CUANDO UN AMIGO SE VA.
Claudio Araya Villalonga
A instancias del policía que se había
ubicado en la intersección de las calles para, justamente, organizar el
movimiento de los automóviles que se desplazaban por la avenida principal de la
ciudad acompañando el silencioso cortejo fúnebre, debió estacionar su vehículo
a un costado de la calzada. Se trataba de una camioneta negra, doble tracción,
con profusos tubos cromados y oscurecidos vidrios, lo que le daba al primer
vistazo, una apariencia siniestra. Al parecer, su conductor llevaba prisa pues
con grandes aspavientos pretendía convencer al policía de la conveniencia de
interrumpir la larga columna a fin de
cederle el paso. Éste, imperturbable
continuaba entregando la preferencia al flujo de peatones y vehículos en
su camino hacia el camposanto.

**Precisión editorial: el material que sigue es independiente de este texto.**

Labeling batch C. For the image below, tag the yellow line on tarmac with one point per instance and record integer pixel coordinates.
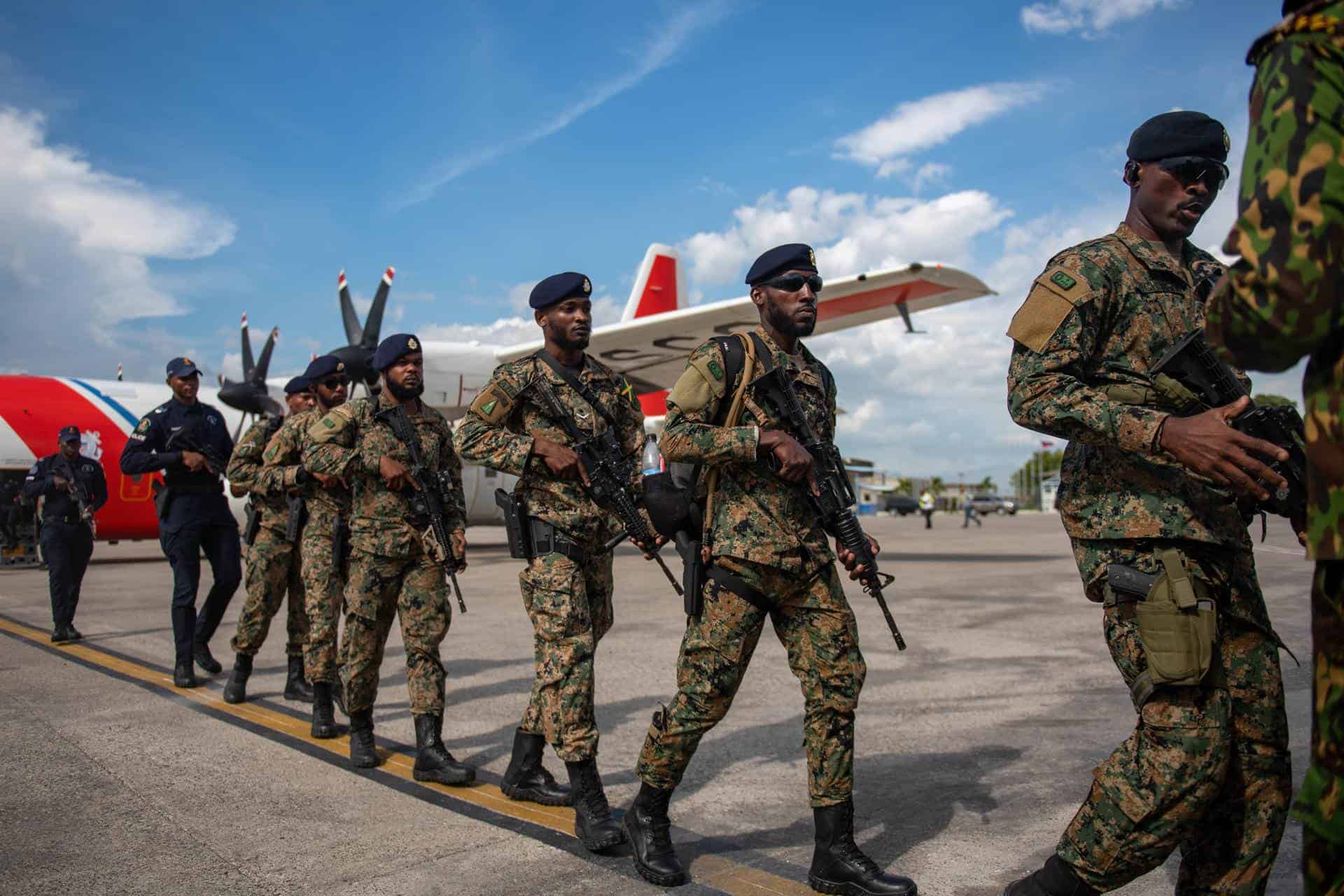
(708, 871)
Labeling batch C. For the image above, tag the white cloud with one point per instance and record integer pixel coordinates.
(76, 245)
(921, 124)
(657, 52)
(1089, 16)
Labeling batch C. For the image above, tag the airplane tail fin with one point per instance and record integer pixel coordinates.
(659, 285)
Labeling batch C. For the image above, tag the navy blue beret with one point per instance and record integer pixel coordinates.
(393, 348)
(1179, 133)
(781, 258)
(324, 365)
(556, 288)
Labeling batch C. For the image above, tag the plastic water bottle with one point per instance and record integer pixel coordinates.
(651, 463)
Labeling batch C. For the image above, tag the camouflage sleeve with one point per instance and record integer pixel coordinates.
(1278, 302)
(689, 433)
(1056, 331)
(483, 437)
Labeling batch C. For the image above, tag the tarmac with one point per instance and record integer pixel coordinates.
(974, 748)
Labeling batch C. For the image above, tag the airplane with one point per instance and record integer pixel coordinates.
(648, 346)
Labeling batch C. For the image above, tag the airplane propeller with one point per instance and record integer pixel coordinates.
(362, 340)
(251, 396)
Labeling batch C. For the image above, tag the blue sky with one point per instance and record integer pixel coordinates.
(176, 168)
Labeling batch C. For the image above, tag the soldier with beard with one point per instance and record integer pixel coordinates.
(326, 530)
(391, 574)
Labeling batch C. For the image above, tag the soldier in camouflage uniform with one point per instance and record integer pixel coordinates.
(566, 590)
(769, 559)
(328, 505)
(391, 570)
(1208, 767)
(1280, 302)
(272, 559)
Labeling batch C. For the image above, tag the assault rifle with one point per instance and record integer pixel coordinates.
(1195, 367)
(609, 473)
(426, 498)
(836, 495)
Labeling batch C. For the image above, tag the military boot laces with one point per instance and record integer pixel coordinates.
(840, 867)
(362, 751)
(324, 716)
(235, 690)
(593, 822)
(650, 830)
(527, 778)
(433, 762)
(298, 687)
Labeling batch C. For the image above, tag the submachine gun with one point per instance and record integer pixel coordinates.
(426, 498)
(836, 493)
(1203, 382)
(609, 476)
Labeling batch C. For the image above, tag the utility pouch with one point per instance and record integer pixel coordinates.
(1177, 625)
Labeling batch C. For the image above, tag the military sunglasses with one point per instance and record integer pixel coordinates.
(1190, 169)
(793, 282)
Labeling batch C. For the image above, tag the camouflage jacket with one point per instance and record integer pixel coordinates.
(1093, 326)
(286, 453)
(504, 419)
(757, 516)
(350, 442)
(245, 470)
(1285, 298)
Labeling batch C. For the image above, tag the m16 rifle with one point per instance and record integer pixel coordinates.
(609, 476)
(836, 495)
(426, 498)
(1200, 374)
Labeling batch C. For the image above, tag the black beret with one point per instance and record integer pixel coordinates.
(556, 288)
(788, 257)
(324, 365)
(1179, 133)
(393, 348)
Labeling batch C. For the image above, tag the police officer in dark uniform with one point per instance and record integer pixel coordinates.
(190, 442)
(66, 527)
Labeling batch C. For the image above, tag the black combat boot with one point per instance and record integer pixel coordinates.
(593, 822)
(183, 676)
(235, 690)
(651, 834)
(204, 659)
(433, 762)
(298, 687)
(1054, 879)
(362, 751)
(527, 778)
(324, 719)
(840, 867)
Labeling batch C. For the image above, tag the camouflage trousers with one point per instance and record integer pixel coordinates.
(410, 589)
(1320, 805)
(1208, 769)
(273, 568)
(816, 626)
(570, 608)
(324, 592)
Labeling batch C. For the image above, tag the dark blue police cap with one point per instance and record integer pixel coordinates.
(324, 365)
(781, 258)
(394, 347)
(556, 288)
(183, 367)
(1179, 133)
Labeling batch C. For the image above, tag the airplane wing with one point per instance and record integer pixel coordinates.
(651, 351)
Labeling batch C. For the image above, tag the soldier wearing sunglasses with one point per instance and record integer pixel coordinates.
(1147, 491)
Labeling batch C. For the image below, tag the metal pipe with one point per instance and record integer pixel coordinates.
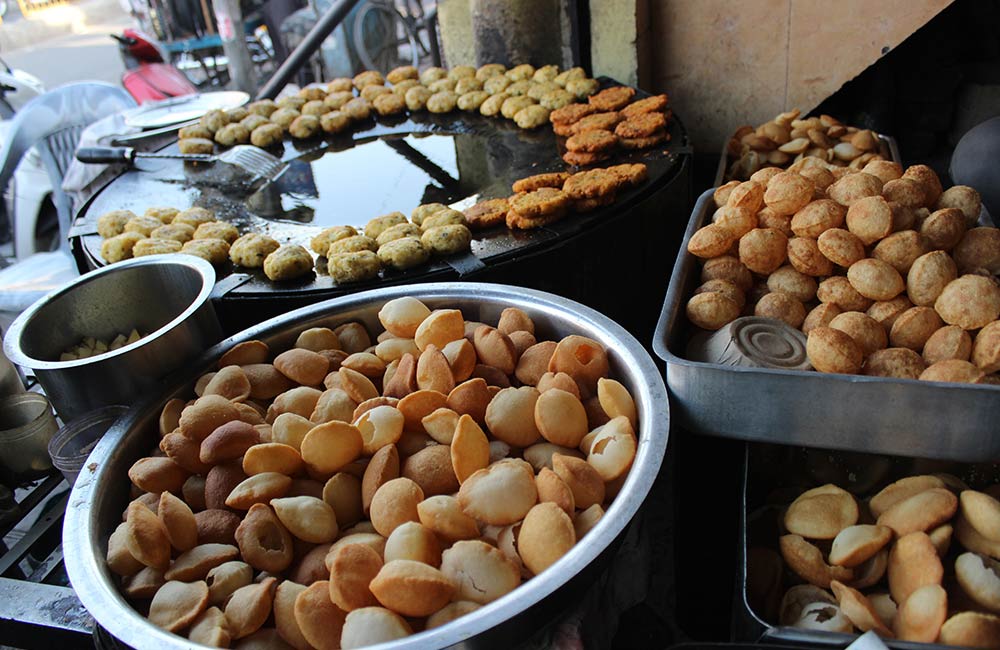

En un momento y, en vista de la ya molesta
insistencia del chofer por cortar el paso de la caravana, tomó su
intercomunicador y solicitó instrucciones a la Comisaría correspondiente.
Atento a la actitud asumida por el policía, el hombre se mostró visiblemente
contrariado y efectuó algunas inútiles maniobras con el móvil que sólo
demostraron a la gente que caminaba integrando el cortejo, su descortesía y mal
humor. Expresiones como: -¡ojalá cuando mueras no te acompañen ni tus hijos,
desgraciado!... o... ¡por lo menos respeta a los muertos, cretino!... fueron
sólo algunas de las indignadas expresiones que, musitadas en voz baja recibió.
En vista de la larga espera y la molesta recepción
de rencorosas miradas de reproche, cuatro hombres que se encontraban en la
carrocería –mineros, al parecer por sus indumentarias- abandonaron el
transporte que continuó solo su camino, luego del paso del último integrante del cortejo y tras haber recibido
la correspondiente autorización del policía, perdiéndose velozmente por la
vacía calle tras alguna hipotética y urgente cita que demostraba tener.
Mientras todo esto ocurría, no pude dejar
de pensar que ya no tendría más su inquieta conversación, la visión del eterno
cigarrillo colgando de los labios, la broma cargada de intención pero, sobre
todo, su excelente disposición para colaborar, aportar dentro de sus
posibilidades... en fin, sumar, como se
suele decir hoy.
Qué difícil se veía el olvido luego de
haber compartido durante años, tantas noches de trabajo animando con nuestro
grupo musical bohemias noches y aquella aventura cuando incursionamos en México.
Y desarrollando además una actividad tan paralela como disímil: la mecánica.
Recuerdo haberlo visto por años en un pequeño taller donde no sólo obtenía
dividendos para su sustento y el de la familia sino además, donde volcó su pasión por el deporte que le
acompañó durante toda la vida: el motociclismo. Allí era el sitio de reunión,
el centro de la organización y luego, la antesala de la competencia para más
tarde, al calor de una buena cerveza, el comentario de la brillante jornada y
las incidencias más notables del día, como aquella feroz caída del “Gato”, o la
arremetida final del “Guatón” que le permitiría obtener el primer lugar en esa
fecha…
Al saberse de su mortal enfermedad, gran
parte de la comunidad se movilizó para ir en su beneficio y ahora, cuando ya se
había producido el desenlace fatal, muchos de los que allí estuvimos, le
acompañábamos en este último viaje.
Pese a la solemnidad del momento caminaba
casi distraidamente, observando en todas direcciones, como se acostumbra al hacer algo que no es habitual... ¡no todos
los días va uno al cementerio!... Más adelante vendrían las últimas palabras y
luego, un momento de intensa emoción provocada por aquella inefable canción de
Alberto Cortés, interpretada por otro cantante y compañero: “Cuando un amigo se
va”. De ahí, dirigirse a la tumba donde finalmente mi amigo descansaría en paz.
Mientras caminaba, hacía el inútil intento de encontrar alguna respuesta a esas
interrogantes que se nos plantean en estas situaciones. De pronto, al pasar junto a uno de los
pasajes que encontramos en el camino, atrajo mi atención una tumba con una
curiosa inscripción: se trataba de un óvalo dispuesto verticalmente y cruzado
por una línea que le recorría de arriba abajo,
dividiéndole en dos mitades y encerrado en un signo de exclamación. No
había nada más, ni un nombre ni nada. Semejante simbología me intrigó y
seguí pensado en ello por algunos
minutos... ¿Tendría algún oculto significado religioso?... ¿Se trataba de un
simple diseño?... ¿tal vez una sentencia
severa?... ¿o una fina ironía?..
Repentinamente, resolví el acertijo: ¡Oh, larga partida!